RTI International is a large nonprofit research agency that has a long history of securing funding from the government entities, including the DOE. The agency currently has two projects that have been funded by ARPA-E, including a biomass project, titled “Catalytic Biocrude Production in a Novel, Short-Contact Time Reactor.”

According to David Dayton, RTI’s director of biofuels in the Center for Energy Technology, his agency pursued ARPA-E funding for its biocrude technology because the project fit nicely into the program’s criteria of high-risk, high-reward research and development. “If we could find a catalyst that works very well and put it in a process that is highly efficient and successful,” Dayton says, “then we could make a fairly significant impact in a short amount of time because of the ability of utilizing existing infrastructure.”

Dayton notes that ARPA-E is different than many agencies in that it’s not focused on a specific technology type; rather, it has a focused mindset of supporting high-risk, game-changing technologies. The expectations for ARPA-E projects are also different than those supported by other DOE and USDA funding opportunities. Specifically, timescale expectations are tight. Projects are expected to proceed rapidly and achieve results. “They help you get your technology to the point where other funding opportunities become available to move it along the technology pathway,” he says. “In that sense, it is very technology focused, making sure that your results meet the criteria that are set forth so that you have successful technology development at this scale, and then have a better chance of success at the next scale.”

Alternatively, Agrivida has an ARPA-E project that focuses on expressing conditionally activated enzymes in cellulosic energy crops. Essentially, the company is working to engineer biomass feedstocks that can be triggered to produce enzymes that break down the cell wall, releasing cellulosic sugars.

Michael Raab, Agrivida’s president and one of the company’s founders, notes that the ARPA-E research focuses exclusively on expressing those enzymes in switchgrass. According to Raab, ARPA-E’s support has allowed his company to expand its scale-up and research efforts. “They’ve also helped us a little bit in contacting commercial partners that might be interested in funding this type of research,” he says. “In that regard, they don’t advocate in one way or another, but they are willing to make introductions to people.”

Raab adds that the agency has been able to provide important support throughout the project’s stages. “They are way more involved than most other grant agencies we’ve worked with in terms of project management, review and monitoring, and really helping solve various technical problems that occur during the project,” he says. “They are very involved in that regard.”

“We’ve had a really great and positive experience with [ARPA-E],” Raab adds. “I think they really understand the challenges with developing new energy technologies and how those have to go to scale, and what a huge challenge it is to develop things that can compete with the infrastructure in place, in some cases for more than 100 years.

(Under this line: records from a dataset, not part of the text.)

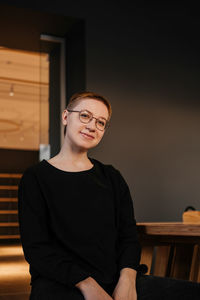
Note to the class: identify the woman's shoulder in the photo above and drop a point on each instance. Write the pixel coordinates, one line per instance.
(106, 167)
(31, 170)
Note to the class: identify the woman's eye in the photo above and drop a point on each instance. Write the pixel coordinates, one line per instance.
(101, 123)
(85, 115)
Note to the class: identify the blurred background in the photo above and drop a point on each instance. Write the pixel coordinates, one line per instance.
(143, 57)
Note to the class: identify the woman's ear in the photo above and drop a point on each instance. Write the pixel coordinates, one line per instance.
(64, 117)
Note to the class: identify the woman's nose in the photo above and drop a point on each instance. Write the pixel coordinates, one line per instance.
(91, 125)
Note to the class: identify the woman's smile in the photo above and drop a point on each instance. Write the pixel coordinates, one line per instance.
(87, 136)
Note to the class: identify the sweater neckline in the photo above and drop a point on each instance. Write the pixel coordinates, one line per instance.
(71, 172)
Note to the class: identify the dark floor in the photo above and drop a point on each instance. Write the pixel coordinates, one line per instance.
(14, 273)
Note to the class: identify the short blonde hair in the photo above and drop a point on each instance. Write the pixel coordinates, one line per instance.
(88, 95)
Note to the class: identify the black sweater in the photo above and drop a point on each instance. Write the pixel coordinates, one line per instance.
(77, 224)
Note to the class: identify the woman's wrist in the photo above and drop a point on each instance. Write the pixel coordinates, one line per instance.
(128, 274)
(83, 284)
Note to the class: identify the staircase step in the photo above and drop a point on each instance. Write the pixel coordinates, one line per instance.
(8, 187)
(9, 175)
(2, 212)
(11, 236)
(9, 224)
(8, 199)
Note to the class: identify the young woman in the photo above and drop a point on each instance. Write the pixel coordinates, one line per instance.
(76, 217)
(77, 224)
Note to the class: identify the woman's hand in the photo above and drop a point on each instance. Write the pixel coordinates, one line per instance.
(91, 290)
(126, 287)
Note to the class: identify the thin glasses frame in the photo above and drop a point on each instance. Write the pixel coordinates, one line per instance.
(91, 117)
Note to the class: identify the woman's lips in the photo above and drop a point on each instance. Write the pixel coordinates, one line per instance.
(90, 137)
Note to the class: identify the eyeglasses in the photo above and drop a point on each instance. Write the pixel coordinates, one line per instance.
(86, 116)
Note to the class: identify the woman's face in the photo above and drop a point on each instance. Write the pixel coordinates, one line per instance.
(80, 135)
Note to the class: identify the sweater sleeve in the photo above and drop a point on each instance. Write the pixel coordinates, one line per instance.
(40, 251)
(129, 250)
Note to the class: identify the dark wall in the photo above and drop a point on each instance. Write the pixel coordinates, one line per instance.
(145, 59)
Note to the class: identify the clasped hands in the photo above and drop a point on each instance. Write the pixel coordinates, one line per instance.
(124, 290)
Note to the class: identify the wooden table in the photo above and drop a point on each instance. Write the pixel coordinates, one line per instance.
(171, 249)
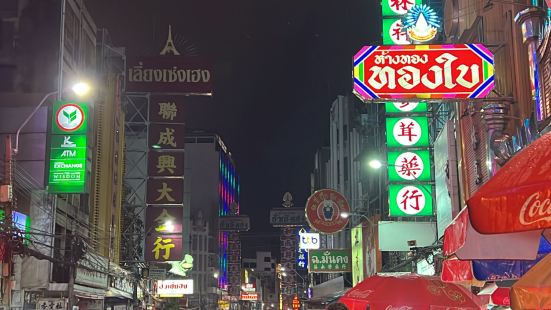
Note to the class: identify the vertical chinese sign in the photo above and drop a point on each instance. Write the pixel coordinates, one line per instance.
(165, 186)
(392, 12)
(409, 159)
(68, 148)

They understand all the issues that are involved in trying to develop an innovative energy technology.”
Algaeventure Systems CEO Ross Youngs agrees that ARPA-E is filling a gap in energy research. Young’s company has an ARPA-E project that focuses on reducing the costs of separating microscopic solids, such as algae, out of dilute liquid. Youngs says at first his company was worried about possible bureaucratic hurdles involved with working with a government agency, but has been pleasantly surprised. “We have been blown away by the professionalism and the quality of individuals that are involved in ARPA-E,” Youngs says. “It was just not what we were expecting. We have become huge supporters of the ARPA-E methodology.”

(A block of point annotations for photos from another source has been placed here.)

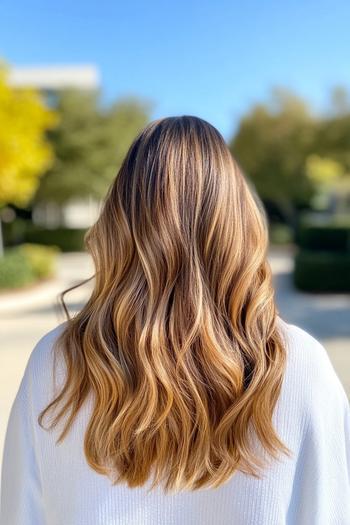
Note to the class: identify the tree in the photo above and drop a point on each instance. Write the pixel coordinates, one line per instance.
(25, 152)
(271, 145)
(90, 144)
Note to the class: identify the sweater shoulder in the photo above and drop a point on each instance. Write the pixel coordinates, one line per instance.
(310, 367)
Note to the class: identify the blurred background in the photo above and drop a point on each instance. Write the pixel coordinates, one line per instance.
(78, 80)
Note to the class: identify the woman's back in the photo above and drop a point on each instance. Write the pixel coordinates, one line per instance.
(45, 483)
(177, 374)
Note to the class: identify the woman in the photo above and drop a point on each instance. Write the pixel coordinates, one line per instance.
(177, 395)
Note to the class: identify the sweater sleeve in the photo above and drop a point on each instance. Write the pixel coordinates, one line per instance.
(21, 491)
(321, 492)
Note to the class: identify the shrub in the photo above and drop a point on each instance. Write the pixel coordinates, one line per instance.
(322, 271)
(25, 264)
(15, 269)
(280, 233)
(41, 258)
(67, 239)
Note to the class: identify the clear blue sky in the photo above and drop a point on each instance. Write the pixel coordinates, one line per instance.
(208, 58)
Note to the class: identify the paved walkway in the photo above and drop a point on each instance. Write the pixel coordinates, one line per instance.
(26, 316)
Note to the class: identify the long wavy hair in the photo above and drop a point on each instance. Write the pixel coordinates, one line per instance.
(179, 341)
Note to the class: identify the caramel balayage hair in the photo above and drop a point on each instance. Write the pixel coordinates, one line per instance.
(179, 341)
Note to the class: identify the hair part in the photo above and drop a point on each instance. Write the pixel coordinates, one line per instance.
(178, 342)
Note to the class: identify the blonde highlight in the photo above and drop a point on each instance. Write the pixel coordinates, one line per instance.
(178, 342)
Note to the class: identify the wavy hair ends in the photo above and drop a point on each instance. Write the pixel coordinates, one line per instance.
(179, 342)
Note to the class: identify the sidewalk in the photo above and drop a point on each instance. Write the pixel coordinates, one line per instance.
(27, 315)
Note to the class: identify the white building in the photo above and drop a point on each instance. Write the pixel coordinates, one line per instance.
(77, 213)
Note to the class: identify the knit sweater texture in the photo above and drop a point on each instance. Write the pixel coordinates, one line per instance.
(48, 484)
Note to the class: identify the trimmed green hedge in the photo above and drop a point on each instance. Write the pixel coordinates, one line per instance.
(66, 239)
(324, 237)
(322, 271)
(26, 264)
(280, 233)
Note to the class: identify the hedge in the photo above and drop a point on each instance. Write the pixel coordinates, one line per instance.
(322, 271)
(26, 264)
(66, 239)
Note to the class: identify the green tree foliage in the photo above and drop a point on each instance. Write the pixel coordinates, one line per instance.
(89, 143)
(25, 152)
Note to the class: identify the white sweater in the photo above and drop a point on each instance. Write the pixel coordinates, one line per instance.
(47, 484)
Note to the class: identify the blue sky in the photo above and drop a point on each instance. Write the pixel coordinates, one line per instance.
(213, 59)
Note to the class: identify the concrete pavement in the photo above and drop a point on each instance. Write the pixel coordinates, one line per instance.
(26, 316)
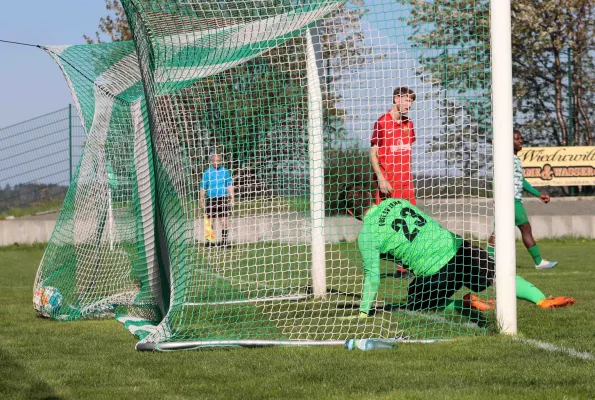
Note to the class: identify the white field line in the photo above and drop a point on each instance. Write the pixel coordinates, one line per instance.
(583, 355)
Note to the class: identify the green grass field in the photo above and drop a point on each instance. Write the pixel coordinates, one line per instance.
(41, 359)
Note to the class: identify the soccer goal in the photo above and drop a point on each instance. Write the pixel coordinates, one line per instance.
(206, 209)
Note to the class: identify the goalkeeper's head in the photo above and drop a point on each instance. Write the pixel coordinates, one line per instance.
(357, 201)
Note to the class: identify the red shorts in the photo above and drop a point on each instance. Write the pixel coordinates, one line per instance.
(407, 193)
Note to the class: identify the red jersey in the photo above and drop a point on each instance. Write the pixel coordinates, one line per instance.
(394, 140)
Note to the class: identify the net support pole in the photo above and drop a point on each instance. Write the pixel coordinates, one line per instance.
(503, 166)
(316, 167)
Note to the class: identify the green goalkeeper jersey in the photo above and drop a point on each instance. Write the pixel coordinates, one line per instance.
(413, 238)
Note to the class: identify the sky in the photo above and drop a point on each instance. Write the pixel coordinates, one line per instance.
(31, 83)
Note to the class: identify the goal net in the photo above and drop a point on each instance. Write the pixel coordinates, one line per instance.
(206, 207)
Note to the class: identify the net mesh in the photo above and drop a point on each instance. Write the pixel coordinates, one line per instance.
(208, 204)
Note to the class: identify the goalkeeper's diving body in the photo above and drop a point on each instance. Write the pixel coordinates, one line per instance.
(441, 261)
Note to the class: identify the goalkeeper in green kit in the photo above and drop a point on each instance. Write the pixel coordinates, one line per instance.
(441, 261)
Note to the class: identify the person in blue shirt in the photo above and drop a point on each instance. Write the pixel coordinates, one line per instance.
(216, 195)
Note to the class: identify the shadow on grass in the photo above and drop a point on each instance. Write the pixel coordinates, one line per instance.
(17, 382)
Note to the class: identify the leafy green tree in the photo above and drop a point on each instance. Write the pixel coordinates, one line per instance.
(543, 33)
(451, 38)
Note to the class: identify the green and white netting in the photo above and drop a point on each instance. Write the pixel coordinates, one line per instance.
(287, 91)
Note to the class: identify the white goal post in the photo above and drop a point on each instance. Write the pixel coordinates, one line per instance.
(503, 166)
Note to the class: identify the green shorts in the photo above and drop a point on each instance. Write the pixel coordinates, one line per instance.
(520, 215)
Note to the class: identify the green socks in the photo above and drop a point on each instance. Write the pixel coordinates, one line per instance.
(534, 251)
(525, 290)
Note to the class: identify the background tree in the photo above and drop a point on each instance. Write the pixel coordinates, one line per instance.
(543, 34)
(114, 24)
(451, 40)
(452, 37)
(257, 112)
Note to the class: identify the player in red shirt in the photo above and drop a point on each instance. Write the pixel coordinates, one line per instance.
(390, 152)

Those involved in the agency seem to be acutely aware of what it takes to efficiently navigate the “valley of death” often associated with the development of first-of-their-kind technologies. “I think they are showing a real sense of understanding how to do that,” Youngs adds. “I think it’s a solid program, and I think it’s going to deliver very big benefits to the future and deliver more technologies. To us, it’s a terrific thing for the whole country to have.”